The film’s director, Guy Ritchie, knows how to make stylish light entertainment filled with expensive clothes and vehicles and fabulous locations, with a soundtrack full of cool but not-overused pop songs (except when he goes dark, as he did in “Wrath of Man,” a masterpiece). Ed Wild handled the wide-format cinematography, which does fun things with focus shifts and whip-pans. The action here isn’t up to Richie’s usual standards. It’s not terrible; the camera often moves in surprising ways, especially during fight scenes. But a lot of the images are too close and too flat, and the action wears out its welcome through repetitiveness without evolution. It often seems to be there to get second-screeners to perk up and go, “Oh—something’s happening?” James Herbert edited the movie, perhaps with the mix of deep annoyance and honor-bound diligence of a lifeguard doing CPR on someone who dove into a pool fully clothed and drunk.
The script is credited to James Vanderbilt, who is also an executive producer, and who wrote one all-time classic movie (“Zodiac”), plus a lot of other movies that range from bad to adequate to very good, which is normal for somebody who’s been in the business a while. You know where this movie falls on the quality scale.

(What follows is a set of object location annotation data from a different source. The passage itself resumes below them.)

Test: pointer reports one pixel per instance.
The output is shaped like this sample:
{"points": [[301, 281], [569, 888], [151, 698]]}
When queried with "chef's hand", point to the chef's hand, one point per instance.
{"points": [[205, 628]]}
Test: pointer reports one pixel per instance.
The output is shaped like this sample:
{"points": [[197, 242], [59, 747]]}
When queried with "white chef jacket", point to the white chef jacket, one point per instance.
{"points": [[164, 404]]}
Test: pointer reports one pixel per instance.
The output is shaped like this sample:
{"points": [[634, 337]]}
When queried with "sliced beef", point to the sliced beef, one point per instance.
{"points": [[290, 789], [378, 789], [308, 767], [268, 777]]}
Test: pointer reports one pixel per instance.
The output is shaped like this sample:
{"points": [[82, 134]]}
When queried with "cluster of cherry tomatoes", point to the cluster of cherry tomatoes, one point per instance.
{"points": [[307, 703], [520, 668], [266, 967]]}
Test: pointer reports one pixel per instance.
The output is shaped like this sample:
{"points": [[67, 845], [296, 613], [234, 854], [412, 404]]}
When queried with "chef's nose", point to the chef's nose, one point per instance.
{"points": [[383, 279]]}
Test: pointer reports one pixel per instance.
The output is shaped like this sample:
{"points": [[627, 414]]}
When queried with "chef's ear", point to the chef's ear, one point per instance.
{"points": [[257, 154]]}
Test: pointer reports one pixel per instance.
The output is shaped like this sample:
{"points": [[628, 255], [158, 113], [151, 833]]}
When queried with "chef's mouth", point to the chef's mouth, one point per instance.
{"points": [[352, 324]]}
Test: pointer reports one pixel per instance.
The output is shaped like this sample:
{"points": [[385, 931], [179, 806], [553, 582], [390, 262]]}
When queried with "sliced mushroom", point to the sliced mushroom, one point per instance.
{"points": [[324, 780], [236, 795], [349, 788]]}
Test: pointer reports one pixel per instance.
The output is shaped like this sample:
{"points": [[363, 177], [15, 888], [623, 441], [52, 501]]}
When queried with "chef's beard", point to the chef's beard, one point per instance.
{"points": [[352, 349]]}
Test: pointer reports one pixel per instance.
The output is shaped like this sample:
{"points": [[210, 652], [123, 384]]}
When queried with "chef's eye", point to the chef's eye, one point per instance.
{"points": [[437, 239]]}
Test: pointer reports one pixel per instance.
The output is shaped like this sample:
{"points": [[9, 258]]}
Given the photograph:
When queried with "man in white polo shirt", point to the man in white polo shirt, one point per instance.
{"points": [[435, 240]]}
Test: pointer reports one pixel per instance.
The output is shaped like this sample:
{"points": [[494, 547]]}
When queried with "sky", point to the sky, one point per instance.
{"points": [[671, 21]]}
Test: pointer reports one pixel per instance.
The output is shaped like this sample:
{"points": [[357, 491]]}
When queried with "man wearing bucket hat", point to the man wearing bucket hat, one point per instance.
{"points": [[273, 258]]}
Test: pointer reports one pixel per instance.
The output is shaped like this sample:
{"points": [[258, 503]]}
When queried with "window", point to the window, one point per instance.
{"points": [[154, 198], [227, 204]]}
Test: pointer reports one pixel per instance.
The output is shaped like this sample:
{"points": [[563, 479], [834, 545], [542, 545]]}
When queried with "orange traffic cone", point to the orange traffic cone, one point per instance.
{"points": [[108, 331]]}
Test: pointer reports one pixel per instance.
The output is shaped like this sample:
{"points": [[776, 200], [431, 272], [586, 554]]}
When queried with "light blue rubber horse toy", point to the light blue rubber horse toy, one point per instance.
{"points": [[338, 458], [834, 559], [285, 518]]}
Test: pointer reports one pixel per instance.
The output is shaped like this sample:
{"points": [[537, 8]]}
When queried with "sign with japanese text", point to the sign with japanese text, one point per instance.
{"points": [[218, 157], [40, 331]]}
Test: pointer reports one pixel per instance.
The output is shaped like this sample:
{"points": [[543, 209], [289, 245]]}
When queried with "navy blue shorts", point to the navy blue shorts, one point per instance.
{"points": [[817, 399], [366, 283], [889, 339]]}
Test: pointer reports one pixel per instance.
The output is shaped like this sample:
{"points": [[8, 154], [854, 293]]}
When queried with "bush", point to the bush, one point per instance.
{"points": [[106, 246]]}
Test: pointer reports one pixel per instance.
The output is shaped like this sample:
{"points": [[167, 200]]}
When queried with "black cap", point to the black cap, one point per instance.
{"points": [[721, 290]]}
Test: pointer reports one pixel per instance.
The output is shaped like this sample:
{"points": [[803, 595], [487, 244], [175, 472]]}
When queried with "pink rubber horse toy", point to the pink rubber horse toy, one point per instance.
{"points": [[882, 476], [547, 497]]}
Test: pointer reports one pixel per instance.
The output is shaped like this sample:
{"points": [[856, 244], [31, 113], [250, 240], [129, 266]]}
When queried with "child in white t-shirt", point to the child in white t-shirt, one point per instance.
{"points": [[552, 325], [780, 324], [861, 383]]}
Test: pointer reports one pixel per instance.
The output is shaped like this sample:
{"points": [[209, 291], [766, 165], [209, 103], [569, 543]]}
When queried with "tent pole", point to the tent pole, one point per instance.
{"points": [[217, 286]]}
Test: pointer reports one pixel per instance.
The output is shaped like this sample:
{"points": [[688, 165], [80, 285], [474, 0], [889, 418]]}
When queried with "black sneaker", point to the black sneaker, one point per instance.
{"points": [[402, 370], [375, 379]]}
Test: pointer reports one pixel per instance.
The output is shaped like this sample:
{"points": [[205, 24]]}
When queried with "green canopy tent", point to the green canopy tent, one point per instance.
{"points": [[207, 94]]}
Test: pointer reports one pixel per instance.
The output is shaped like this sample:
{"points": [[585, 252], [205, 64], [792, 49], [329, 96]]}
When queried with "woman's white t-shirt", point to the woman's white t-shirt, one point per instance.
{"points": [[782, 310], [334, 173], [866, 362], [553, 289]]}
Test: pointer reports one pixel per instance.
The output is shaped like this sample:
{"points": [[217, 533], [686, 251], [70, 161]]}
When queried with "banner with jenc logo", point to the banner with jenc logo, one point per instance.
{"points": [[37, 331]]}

That’s especially puzzling because the story tangentially involves the 1915 sinking of The Lusitania, whose victims included the screenwriter’s paternal great-grandfather, Alfred Quinn Vanderbilt, Sr. The movie does a decent job of doling out historical information before and after the heroes go on-site out in the ocean to find the ship. But it’s not taking any chances, so we hear a bit of dialogue from Krasinski over a nondescript shot of their boat in motion, clearly added in postproduction: “We all know The Lusitania was the largest cruise liner in the world. During World War I, a German U-boat sank it, and one of those souls was the great Vanderbilt himself.”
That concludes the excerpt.